This message is from the T13 list server.


Pat,

You have indicated that in some DATA OUT cases you see more (and a variable)
number of bytes being transferred than you would expect given the command
being executed.  This is clearly illegal host behavior - you appear to be
the only one unclear about this ("I have philosophical troubles with the
idea that when a disagreement over byte counts arises the hosts in question
are necessarily more broken than the device.").  You may have a problem in
this case, but no one else who has been participating in this thread does  -
the ATA standard clearly states that the host is broken.  It also clearly
states that a device has to make up for it by ignoring the bytes - otherwise
it too is broken.

If you reported seeing a host sending out excess bytes AND THE DEVICE
BECOMING CONFUSED AND USES THEM then there might be a compelling real world
problem.  People would want to see your data and the like, but at least it
would not be dismissed as a non-event.  Right now it is difficult to get
people to agree that there is a problem since the ATA standard clearly
envisioned this issue when it required devices to ignore the excess bytes.
Undoubtedly a lot of people are filtering this input through their own
experience of a billion UDMA ports in use and not a single reported
incidence of an actual problem.

As I mentioned in an earlier post, the odd byte issue is completely
different, and I think may have more traction with people.  In my case at
least I'm open minded since I know that:
    1) the existing ATA software stacks have no problem
       (even if they did, ATA cannot fix it as Hale pointed out); and
    2) a bridge (USB/Firewire/etc...) with a device driver or
       microprocessor has no problem (they are shipping today);

BUT a bridge without a driver or microprocessor using a software stack other
than the one used by ATA drives today (e.g. including USB) might have a
problem.  But I have not seen the data yet.  

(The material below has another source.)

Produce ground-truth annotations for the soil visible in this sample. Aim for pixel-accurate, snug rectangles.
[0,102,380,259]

And if the odd byte issue did present a real problem, then I'd suggest the
solution of a byte counter is more than is needed.  Only a pad byte
indicator (1 bit) is needed.  The latter is an easier, less intrusive
solution to the problem, and would usually be preferred.  You usually get a
lot more resistance if you suggest a solution that is overkill for the
problem and forces people to do a lot more work.

Jim


-----Original Message-----
From: Pat LaVarre [mailto:[EMAIL PROTECTED]]
Sent: Wednesday, January 30, 2002 11:05 AM
To: [EMAIL PROTECTED]
Subject: [t13] but we say the disagreeable hosts are broken


This message is from the T13 list server.


> Do you have real examples
> of hosts which behave this way ?

Yes.

Else I wouldn't be here.  I see the imprecision in AtapiDma byte counting as
a slowly growing horror.

> <[EMAIL PROTECTED]> 01/30/02 00:02 AM
> It seems you missed the point ...
> If the host attempts to send extra bytes,
> it is BROKEN.

I heard, but, I consciously chose not to quote, this SHOUT.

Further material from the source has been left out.